The NCCA may have been expected to respond to this letter in order to defend the integrity of their curriculum. They may even have taken this opportunity to reiterate the constitutional limitations under which their curriculum was being developed. However, rather than insist that a State curriculum developed for students of all faiths and none, could not be delivered to students according to the faith formation requirements of one particular denomination, the NCCA simply accepted the approach of the Roman Catholic Bishops. On 11th April 1997, the CEO of the NCCA wrote back to the Episcopal Conference, thanking them for their cooperation.
However, the CEO of the NCCA didn’t just communicate the decision to accept the approach of the Roman Catholic Church back to Bishop Finnegan. This approach had also been first communicated to the NCCA Course Committee working on the Religious Education syllabus. On 4th April 1997, the minutes of the Course Committee had recorded that whatever curriculum they might produce would be “adapted” by Mr Casey’s “Religious Education National Development Project” before being taught in Catholic schools.
Demands from the Irish Catholic Bishops towards the NCCA continued. On 23rd October 1997, the Bishops sought a number of changes to the draft NCCA syllabus for the State Religious Education Course. Initially, they sought that “Full recognition will be given to the role of parents, and the Bishops for members of their churches, in the formation of children in their faith”.

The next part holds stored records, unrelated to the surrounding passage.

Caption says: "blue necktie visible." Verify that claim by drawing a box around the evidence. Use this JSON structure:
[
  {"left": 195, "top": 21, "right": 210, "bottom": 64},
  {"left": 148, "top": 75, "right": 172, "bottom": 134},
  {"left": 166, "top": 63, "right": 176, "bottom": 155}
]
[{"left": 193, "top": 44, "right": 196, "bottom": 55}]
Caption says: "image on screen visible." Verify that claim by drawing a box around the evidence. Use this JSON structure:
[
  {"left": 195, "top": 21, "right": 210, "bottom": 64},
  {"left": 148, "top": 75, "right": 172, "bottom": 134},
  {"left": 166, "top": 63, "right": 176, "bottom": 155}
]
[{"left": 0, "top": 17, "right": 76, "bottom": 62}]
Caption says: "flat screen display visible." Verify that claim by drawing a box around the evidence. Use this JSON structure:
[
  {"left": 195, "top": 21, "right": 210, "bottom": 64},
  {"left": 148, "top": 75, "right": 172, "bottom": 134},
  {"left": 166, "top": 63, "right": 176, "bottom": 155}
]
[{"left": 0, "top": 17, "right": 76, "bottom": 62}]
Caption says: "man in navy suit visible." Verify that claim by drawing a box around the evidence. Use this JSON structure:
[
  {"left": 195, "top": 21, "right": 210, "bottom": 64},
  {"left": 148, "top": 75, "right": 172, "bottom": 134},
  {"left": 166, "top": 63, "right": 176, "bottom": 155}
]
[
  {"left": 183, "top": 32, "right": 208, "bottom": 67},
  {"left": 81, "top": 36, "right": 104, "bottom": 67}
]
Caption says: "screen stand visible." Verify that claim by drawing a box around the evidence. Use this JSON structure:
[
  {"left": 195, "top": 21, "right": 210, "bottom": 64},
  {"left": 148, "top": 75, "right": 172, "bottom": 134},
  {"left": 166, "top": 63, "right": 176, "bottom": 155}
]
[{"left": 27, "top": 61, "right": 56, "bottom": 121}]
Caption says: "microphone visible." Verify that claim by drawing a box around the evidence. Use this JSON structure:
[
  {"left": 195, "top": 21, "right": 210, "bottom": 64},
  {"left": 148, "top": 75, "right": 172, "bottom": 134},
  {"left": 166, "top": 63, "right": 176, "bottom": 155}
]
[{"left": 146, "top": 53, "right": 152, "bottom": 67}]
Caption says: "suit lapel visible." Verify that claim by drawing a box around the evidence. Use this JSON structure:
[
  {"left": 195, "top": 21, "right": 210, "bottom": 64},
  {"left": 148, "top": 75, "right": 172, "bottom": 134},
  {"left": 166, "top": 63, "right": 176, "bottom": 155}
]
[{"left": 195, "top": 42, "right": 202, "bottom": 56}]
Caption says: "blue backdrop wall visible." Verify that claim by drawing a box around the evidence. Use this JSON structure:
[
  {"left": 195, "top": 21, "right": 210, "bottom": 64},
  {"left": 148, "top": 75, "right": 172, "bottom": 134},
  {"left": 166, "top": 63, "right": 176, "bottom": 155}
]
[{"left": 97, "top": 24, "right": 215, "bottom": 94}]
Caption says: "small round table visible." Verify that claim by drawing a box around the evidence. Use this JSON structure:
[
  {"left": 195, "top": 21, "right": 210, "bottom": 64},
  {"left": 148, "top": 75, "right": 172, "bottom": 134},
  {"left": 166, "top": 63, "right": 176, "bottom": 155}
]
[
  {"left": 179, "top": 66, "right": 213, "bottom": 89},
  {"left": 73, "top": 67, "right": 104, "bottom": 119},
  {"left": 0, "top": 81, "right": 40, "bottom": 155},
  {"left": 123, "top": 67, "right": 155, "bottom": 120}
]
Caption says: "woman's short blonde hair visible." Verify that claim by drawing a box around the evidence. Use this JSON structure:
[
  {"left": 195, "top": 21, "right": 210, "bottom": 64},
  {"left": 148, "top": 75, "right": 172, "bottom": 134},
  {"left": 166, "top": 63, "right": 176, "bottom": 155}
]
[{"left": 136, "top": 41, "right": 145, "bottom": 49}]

The Irish Bishops also sought that “The manner and content of the approach to the study of an individual church in the syllabus should not be altered without the agreement of the church concerned”.

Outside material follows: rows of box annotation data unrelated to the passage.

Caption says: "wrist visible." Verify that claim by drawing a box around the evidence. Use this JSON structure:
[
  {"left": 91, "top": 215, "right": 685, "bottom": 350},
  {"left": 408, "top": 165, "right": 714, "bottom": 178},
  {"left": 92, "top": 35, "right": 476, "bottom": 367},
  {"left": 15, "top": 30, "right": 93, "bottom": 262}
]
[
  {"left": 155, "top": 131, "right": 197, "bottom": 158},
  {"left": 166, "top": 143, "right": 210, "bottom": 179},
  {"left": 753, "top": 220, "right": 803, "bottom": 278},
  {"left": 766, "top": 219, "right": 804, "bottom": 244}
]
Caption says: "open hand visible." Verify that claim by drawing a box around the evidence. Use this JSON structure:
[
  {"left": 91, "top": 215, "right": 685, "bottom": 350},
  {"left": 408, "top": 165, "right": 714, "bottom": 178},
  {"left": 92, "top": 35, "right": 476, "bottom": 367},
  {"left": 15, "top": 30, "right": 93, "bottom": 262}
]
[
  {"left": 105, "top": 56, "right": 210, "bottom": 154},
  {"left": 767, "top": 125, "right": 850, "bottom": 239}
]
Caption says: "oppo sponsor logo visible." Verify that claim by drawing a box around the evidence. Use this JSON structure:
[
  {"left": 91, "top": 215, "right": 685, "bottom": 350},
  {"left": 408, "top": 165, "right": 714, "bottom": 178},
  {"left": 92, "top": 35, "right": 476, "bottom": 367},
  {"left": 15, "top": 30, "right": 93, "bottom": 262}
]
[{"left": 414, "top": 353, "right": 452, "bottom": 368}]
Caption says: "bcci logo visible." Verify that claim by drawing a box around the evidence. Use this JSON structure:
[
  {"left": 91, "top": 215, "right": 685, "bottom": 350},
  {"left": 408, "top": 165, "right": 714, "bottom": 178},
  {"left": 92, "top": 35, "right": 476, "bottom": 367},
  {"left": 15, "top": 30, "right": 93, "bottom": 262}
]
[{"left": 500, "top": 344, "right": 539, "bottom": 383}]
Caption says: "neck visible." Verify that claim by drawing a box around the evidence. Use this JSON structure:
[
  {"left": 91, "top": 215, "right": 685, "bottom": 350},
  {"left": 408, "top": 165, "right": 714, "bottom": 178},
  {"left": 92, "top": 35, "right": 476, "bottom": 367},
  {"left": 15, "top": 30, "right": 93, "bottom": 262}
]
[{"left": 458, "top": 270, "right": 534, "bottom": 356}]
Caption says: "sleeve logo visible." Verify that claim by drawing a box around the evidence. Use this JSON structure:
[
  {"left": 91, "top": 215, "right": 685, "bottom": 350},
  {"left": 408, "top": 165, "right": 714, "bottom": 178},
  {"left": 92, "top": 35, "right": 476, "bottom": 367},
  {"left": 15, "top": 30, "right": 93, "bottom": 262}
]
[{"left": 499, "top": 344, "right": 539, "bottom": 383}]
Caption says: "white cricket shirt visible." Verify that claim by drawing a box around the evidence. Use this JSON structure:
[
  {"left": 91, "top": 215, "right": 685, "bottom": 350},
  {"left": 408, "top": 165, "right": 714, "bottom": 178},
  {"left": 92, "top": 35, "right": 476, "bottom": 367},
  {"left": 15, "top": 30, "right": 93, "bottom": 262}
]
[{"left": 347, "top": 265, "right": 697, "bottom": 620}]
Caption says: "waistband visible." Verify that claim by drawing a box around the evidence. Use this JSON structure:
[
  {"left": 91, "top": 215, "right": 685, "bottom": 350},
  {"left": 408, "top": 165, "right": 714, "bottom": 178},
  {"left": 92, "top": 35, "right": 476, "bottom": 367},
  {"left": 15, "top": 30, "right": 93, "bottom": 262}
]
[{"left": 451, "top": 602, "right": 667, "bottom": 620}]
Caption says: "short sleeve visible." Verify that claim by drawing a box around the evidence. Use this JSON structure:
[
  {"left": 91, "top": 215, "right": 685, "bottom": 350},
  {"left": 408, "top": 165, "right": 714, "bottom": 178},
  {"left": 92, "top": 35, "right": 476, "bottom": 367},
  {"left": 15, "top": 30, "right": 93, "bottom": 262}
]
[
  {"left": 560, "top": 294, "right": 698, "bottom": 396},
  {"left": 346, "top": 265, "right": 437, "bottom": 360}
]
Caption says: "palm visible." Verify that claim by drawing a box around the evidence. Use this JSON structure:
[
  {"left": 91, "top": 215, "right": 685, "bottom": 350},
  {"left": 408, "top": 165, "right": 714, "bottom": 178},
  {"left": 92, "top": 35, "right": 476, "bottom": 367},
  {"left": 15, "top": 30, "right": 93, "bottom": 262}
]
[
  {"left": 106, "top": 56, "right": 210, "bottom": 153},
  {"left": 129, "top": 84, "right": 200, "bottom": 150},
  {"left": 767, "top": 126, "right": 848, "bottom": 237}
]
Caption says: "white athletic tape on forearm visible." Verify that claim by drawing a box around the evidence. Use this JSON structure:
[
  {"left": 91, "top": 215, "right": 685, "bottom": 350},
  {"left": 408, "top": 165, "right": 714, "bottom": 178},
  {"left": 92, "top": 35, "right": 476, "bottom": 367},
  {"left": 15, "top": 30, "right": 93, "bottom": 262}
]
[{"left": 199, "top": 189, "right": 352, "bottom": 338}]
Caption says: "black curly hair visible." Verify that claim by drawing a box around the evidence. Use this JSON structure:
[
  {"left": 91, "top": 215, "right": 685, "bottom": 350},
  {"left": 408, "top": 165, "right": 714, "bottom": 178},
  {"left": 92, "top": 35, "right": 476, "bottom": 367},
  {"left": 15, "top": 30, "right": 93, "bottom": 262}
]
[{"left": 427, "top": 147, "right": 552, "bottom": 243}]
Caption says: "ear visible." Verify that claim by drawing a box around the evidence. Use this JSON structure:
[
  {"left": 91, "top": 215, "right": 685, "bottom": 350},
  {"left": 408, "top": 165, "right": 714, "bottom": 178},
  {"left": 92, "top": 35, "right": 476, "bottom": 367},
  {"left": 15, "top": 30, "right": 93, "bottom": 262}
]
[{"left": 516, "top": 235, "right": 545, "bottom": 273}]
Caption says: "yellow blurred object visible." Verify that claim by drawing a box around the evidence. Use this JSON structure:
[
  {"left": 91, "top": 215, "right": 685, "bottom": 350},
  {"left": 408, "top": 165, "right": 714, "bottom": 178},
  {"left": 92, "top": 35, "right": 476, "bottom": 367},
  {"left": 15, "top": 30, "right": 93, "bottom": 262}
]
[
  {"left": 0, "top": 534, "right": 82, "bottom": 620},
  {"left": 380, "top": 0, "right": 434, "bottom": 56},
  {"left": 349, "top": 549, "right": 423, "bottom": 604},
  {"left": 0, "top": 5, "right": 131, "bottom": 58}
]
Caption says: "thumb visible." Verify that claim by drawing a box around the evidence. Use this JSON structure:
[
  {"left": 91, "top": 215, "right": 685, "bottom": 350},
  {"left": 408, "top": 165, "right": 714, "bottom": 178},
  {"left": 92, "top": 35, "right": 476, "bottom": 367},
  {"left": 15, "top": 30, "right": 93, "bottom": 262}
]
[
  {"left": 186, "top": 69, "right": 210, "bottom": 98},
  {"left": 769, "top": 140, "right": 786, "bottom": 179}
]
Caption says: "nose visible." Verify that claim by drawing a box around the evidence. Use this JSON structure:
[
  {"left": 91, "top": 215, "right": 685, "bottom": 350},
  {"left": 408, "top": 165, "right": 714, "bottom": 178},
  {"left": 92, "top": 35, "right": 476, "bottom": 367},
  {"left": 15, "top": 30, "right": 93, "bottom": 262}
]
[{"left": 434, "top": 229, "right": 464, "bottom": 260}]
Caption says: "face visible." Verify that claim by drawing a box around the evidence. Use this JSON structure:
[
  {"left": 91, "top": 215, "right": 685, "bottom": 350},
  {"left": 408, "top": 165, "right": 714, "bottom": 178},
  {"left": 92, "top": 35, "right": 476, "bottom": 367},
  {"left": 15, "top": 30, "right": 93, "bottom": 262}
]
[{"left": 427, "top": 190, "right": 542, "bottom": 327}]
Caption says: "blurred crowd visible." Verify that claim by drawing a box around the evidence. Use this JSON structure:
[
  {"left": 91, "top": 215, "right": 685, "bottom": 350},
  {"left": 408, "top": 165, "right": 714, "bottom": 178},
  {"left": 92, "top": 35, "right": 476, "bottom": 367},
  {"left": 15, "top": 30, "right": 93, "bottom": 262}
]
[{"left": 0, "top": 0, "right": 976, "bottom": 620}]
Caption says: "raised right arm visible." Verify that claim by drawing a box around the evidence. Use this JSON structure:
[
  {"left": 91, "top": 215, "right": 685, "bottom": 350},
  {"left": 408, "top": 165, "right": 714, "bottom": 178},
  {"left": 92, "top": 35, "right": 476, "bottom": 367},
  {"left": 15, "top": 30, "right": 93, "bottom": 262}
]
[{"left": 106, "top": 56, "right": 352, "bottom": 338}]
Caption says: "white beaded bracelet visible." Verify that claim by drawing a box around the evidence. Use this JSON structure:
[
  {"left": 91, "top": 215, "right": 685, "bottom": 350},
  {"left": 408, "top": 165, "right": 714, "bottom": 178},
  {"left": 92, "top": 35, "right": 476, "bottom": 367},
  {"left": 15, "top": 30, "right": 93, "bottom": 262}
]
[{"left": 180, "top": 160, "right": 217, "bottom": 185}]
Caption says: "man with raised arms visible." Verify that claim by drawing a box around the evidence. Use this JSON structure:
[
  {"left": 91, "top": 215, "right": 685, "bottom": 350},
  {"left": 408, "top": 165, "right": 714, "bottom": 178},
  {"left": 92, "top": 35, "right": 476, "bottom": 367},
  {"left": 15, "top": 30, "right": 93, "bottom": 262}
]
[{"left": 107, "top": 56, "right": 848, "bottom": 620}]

However, the demands of the Irish Bishops did not only relate to the course content. These demands also extended to the appointment of teachers as something that “must be addressed as a matter of urgency by the Bishops”. Such teachers would be State funded and ostensibly appointed to teach a State defined curriculum.
The final demand of the Irish Catholic Bishops is perhaps the most brazen. In bold type, the Church admonishes the NCCA that whatever the intention of the curriculum, the reality of the implementation of the course would be based on the ethos of the school. In fact, the Church suggests that the NCCA should drop the pretence in their documents of a curriculum intended for students of all faiths and none, in order to state instead that catechesis would be performed by school patrons.

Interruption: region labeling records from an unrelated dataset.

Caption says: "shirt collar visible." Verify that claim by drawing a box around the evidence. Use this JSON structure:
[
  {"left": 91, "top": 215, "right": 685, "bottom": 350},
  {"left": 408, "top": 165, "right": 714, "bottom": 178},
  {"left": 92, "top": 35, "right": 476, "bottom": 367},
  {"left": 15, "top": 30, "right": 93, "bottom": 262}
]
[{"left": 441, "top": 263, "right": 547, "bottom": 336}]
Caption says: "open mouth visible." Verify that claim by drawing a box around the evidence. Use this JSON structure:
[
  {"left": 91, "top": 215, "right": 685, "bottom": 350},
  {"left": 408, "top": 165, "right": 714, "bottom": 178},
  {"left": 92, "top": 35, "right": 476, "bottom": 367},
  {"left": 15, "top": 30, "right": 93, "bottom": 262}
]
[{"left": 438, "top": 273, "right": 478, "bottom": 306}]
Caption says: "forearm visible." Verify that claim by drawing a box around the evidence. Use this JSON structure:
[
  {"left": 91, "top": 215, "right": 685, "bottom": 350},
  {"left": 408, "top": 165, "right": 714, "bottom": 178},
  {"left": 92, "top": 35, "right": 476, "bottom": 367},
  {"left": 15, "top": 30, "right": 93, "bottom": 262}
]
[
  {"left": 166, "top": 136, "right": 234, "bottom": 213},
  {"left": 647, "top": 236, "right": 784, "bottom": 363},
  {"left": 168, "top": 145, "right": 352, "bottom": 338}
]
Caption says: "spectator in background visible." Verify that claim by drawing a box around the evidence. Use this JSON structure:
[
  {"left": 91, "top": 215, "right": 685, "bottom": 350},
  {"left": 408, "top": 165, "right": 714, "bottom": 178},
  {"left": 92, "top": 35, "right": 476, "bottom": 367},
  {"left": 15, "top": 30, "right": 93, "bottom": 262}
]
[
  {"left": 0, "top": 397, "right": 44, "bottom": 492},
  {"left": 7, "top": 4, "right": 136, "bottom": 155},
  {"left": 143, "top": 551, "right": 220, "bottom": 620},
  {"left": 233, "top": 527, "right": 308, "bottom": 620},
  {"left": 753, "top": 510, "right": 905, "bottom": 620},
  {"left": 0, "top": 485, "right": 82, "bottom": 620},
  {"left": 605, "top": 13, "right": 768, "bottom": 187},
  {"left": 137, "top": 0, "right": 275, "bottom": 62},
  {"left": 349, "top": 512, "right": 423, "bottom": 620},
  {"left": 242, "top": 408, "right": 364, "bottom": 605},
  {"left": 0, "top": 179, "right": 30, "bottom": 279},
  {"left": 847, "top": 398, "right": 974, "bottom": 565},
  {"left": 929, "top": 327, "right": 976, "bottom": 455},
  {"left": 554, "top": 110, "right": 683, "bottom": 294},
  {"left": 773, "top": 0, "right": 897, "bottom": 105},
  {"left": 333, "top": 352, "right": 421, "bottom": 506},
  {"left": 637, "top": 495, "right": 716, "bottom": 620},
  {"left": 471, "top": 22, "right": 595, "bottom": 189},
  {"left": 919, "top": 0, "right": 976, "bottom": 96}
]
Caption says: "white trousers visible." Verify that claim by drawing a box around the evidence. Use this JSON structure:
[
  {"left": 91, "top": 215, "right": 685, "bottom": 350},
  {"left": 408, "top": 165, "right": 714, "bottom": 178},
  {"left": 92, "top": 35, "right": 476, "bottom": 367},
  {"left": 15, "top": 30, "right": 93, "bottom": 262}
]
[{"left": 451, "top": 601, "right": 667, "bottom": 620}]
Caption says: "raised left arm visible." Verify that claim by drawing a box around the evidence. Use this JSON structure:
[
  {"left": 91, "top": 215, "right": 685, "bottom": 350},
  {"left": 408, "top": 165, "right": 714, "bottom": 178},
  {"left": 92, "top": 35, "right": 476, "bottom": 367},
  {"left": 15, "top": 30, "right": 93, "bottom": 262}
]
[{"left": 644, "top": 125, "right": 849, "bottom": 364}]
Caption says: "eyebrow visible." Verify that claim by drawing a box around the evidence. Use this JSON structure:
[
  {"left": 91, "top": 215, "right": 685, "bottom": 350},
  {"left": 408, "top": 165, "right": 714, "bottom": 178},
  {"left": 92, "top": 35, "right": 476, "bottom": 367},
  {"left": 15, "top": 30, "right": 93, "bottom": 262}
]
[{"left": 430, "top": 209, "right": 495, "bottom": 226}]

This is then the second level Religious Education course that is being taught in Irish schools today. What the NCCA describes to parents as a course that is suitable for children of all faiths and none, has in fact been usurped by denominational interests so that faith formation is in practice integrated within the content. It is not just the NCCA that were aware of this either. The then Minister for Education, Michael Woods, was also clearly aware that in the context of the work of the NCCA, the school patrons would continue to decide how Religious Education content would be delivered to students. On the 2nd of June 2001, he wrote to the National Association of Post Primary Diocesan Advisers, making this clear.
Atheist Ireland has obtained additional documents under Freedom of Information, which further describe how the State Religious Education curriculum produced by the NCCA was compromised.
The final Document produced by the Church is the Guidelines for the Faith Formation and Development of Catholic Students. It is still in place today and is the basis for the delivery of the State Religious Education course to all religions and none. Parents are never informed that this is happening.